# [emerge] Error al compilar xulrunner de icecat

## chebak

Cuando hago ...

 *Quote:*   

> 
> 
> emerge -auv icecat
> 
> 

 

me aparece:

 *Quote:*   

> 
> 
> These are the packages that would be merged, in order:
> 
> Calculating dependencies... done!
> ...

 

empieza a configurar el xulrunner, pero antes de empezar a compilar me aparece este error:

 *Quote:*   

> 
> 
> >>> Verifying ebuild manifests
> 
> >>> Starting parallel fetch
> ...

 

Mi configuracion es:

 *Quote:*   

> mjolnir lib # emerge --info =net-libs/xulrunner-1.9.2.7-r1
> 
> Portage 2.1.8.3 (default/linux/x86/10.0/desktop, gcc-4.3.4, glibc-2.11.2-r0, 2.6.34-gentoo-r1-lt i686)
> 
> =================================================================
> ...

 

Ya probe con eliminar el libpng 14 e instalar solamente el 12, ambos juntos como slots pero nada!!!
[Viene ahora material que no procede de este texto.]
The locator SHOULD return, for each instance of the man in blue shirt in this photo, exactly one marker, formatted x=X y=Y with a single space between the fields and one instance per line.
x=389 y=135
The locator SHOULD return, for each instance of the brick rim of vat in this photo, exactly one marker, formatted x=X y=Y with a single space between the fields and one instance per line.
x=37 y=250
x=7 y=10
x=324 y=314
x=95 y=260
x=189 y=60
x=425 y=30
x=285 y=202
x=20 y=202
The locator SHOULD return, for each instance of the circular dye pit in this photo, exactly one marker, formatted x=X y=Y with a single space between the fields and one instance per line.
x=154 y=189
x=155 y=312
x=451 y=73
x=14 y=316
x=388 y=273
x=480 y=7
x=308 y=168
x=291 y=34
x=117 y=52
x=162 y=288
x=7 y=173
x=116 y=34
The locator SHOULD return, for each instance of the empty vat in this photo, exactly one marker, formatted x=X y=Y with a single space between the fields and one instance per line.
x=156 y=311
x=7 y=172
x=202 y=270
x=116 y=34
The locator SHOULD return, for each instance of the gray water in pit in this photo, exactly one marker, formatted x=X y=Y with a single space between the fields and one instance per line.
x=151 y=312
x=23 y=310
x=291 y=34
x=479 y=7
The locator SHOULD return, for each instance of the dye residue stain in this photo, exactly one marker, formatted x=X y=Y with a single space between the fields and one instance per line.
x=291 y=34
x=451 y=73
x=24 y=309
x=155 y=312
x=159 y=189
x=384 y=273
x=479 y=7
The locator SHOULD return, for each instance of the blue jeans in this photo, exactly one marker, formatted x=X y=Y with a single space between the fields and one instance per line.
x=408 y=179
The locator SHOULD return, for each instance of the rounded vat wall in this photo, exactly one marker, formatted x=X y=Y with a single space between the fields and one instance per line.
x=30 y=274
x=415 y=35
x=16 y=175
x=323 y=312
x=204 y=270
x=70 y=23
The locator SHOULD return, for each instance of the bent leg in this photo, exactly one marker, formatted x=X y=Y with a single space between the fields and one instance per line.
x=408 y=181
Alguien le paso lo mismo??? tiene aluna solución??? tendria que reinstalar el gtk+???

----------

## chebak

Ya lo he solucionado.

Me base en este enlace:

 *Quote:*   

> 
> 
> http://gentoo-pr.org/node/22
> 
> 

 

Igual gracias por brindarme este espacio

----------